For the entire year, the only woodwork tools I was allowed to use were a chisel and a mallet. My task was to complete what I came to understand was the most basic of routines, the dovetail, which is to fit as seamlessly as possible, one piece of chiselled wood into another.
The entire year ended and I couldn’t get that dovetail right, not even when my friends rallied round as volunteer consultants. It became a standing joke, and I came to understand that there are some tasks I am better off leaving to others.
I learnt in those days at first hand, that capabilities differ and that all skills deserve equal respect. I saw friends who struggled to make head or tail of what I considered simple passages in prose become complete masters in practical settings such as auto-mechanics, metalwork, woodwork, as well as on the farm — commanding great respect from their tutors.

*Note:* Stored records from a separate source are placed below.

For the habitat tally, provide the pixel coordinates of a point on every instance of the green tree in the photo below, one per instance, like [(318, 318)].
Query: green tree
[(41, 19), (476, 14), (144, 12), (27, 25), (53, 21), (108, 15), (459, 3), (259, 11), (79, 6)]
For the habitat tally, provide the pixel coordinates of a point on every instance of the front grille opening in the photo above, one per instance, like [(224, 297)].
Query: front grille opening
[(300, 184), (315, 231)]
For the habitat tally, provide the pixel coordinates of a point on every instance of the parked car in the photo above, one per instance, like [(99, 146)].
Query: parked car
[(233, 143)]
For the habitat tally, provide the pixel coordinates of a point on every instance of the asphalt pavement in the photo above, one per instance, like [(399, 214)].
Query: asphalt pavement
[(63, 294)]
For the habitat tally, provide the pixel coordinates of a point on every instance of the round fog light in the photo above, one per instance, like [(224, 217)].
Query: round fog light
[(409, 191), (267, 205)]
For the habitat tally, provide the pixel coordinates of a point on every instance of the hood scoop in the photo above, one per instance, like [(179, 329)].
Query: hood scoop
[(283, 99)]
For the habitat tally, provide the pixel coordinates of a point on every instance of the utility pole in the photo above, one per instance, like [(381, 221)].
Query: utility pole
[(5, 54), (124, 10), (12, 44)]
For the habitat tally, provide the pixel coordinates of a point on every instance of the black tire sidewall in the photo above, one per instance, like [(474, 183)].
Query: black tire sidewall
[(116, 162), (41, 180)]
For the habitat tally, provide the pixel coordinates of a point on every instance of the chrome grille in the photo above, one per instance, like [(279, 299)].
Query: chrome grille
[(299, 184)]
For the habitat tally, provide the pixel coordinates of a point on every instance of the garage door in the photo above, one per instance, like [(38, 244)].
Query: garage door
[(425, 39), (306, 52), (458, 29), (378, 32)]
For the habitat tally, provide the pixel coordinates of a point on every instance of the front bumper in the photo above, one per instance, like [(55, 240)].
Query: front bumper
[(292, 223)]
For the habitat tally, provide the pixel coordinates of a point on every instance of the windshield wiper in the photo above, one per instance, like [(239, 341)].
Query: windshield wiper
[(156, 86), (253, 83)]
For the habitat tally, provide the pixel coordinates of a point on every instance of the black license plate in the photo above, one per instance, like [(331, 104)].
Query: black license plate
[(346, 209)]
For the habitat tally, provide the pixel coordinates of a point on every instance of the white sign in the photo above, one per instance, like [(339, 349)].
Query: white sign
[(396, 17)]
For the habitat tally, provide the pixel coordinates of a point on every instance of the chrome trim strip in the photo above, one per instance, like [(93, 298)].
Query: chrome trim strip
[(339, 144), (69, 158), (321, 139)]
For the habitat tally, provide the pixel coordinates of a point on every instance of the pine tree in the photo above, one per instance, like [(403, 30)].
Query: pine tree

Back in those days there was strict gender separation when it came to practical subjects: Boys did the traditional “manly” courses; girls did home economics, which included dressmaking and foods. I can’t recall ever entering the laboratories where girls did their practical subjects. But every now and again we boys got a tasty sample of their work.
Thankfully, that silly gender barrier has disappeared in schools.
To the great envy of many of us in the STETHS batch of 1968-72, those boys who did well in practical areas were the first-choice recruits when the bauxite-alumina companies and industrial manufacturers came calling at the end of high school. I was never able to confirm the truth of it, but reports at the time said some recruits weren’t even interviewed, such was their proven expertise.
Around 1969/70, when the time came to choose a practical area that would carry me through the rest of my high school life, I chose agriculture. Partly that was because I felt my 10 left fingers would be less conspicuous on the farm than elsewhere. Also, the agricultural option allowed me to do my favourite subjects — history and geography — in the external exams to come.
To my amazement, I ended up getting a passing grade for agricultural science. To my dying day I will marvel about that.
— Garfield Myers, the Jamaica Observer’s Editor-at-Large in South Central Jamaica, is a past student of St Elizabeth Technical High School which is celebrating its 60th anniversary.